In all cases, most registries do not take domain suspensions lightly, and generally tend to lock only on legal issues. Check your Whois record’s EPP status codes to get hints as to what may be happening.
I’m on a new domain now anyway. I will be more careful on this one, but I suspect they just didn’t look into it. I do really appreciate that you seem to be both knowledgeable and not an asshole. That seems to be a rare combination to find in this thread.
That’s the main difference between lemmy and early reddit. Reddit had good info from knowledgeable people, and moderation. Here it seems most are 8 years old with 0 knowledge talking shite. Voting to “prove their point”. Like downvoting your reply.
Sorry to see you got downvoted for saying something that Reddit did better than Lemmy. I think a lot (though probably not the majority) of lemmings as well as people invoiced in open source can’t take criticism, especially of an open source project they care about. It is unfortunate as it negates a lot of the benefits of open source / free software.
Eh while it sucks, registrars and web hosts get so many abuse reports that sometimes they just err on the side of caution and don’t investigate as thoroughly as you’d like.
Of course it also depends a lot on various things like what type of complaint, how much money you spend with them, account history, complaint source, etc.
They should be able to tell you what they had a problem with and give you a chance to fix it.
Also, don‘t use it for any mail servers. Spam Assassin gives a negative score by default on *.xyz domains. Stupid as shit, but I had to learn the hard way.
Yeah the cheaper the domain the more likely it is for abuse to occur and your own domain to be lumped into that category.
Just wanted to say in case others see this, you can buy a .xyz domain from reputable places (maybe for a higher cost). I believe the OP is talking about the specific site ‘gen.xyz’.
I have an xyz domain with Cloudflare, host many things on it (like Jellyfin), and haven’t had any issues yet.

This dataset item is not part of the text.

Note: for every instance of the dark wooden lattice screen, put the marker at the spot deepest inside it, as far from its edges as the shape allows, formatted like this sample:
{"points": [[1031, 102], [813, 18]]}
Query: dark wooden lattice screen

Edit: as many have pointed out, my understanding of registrars was wrong and gen.xyz actually owns all xyz tlds. Sleep in fear if you own one I suppose
Thank you for that explanation. My regex impaired ass thought he wanted to hurt generation[x|y|z].
I’m like “what’d we ever do to you?”
I bought from njal.la. they were almost entirely unhelpful but pointed me to the site for the tld. It appeared through their wording that gen.xyz who owns the xyz tld was responsible for taking the domain down. I bought my new domain through porkbun tho.
Njalla just buys domains from major registrars on your behalf and owns them on your behalf. Godaddy, Tucows, etc. It was the owner of the entire .xyz space (gen.xyz) who shut your domain down. Njalla is just passing along the info. Porkbun will do the same.
I know, but they didn’t pass much info. They told me it was serverhold and nothing else. They could have at least said it wasn’t them that did it.
Cloudflare can still go bad, but its usually for high-capacity users who are using way more than the average. I haven’t seen any homeserver users get hit with any trouble, but I’ve seen a couple small businesses have bad situations with Cloudflare, although it honestly seems like the minority.
Cloudflare has issues but for most its probably fine.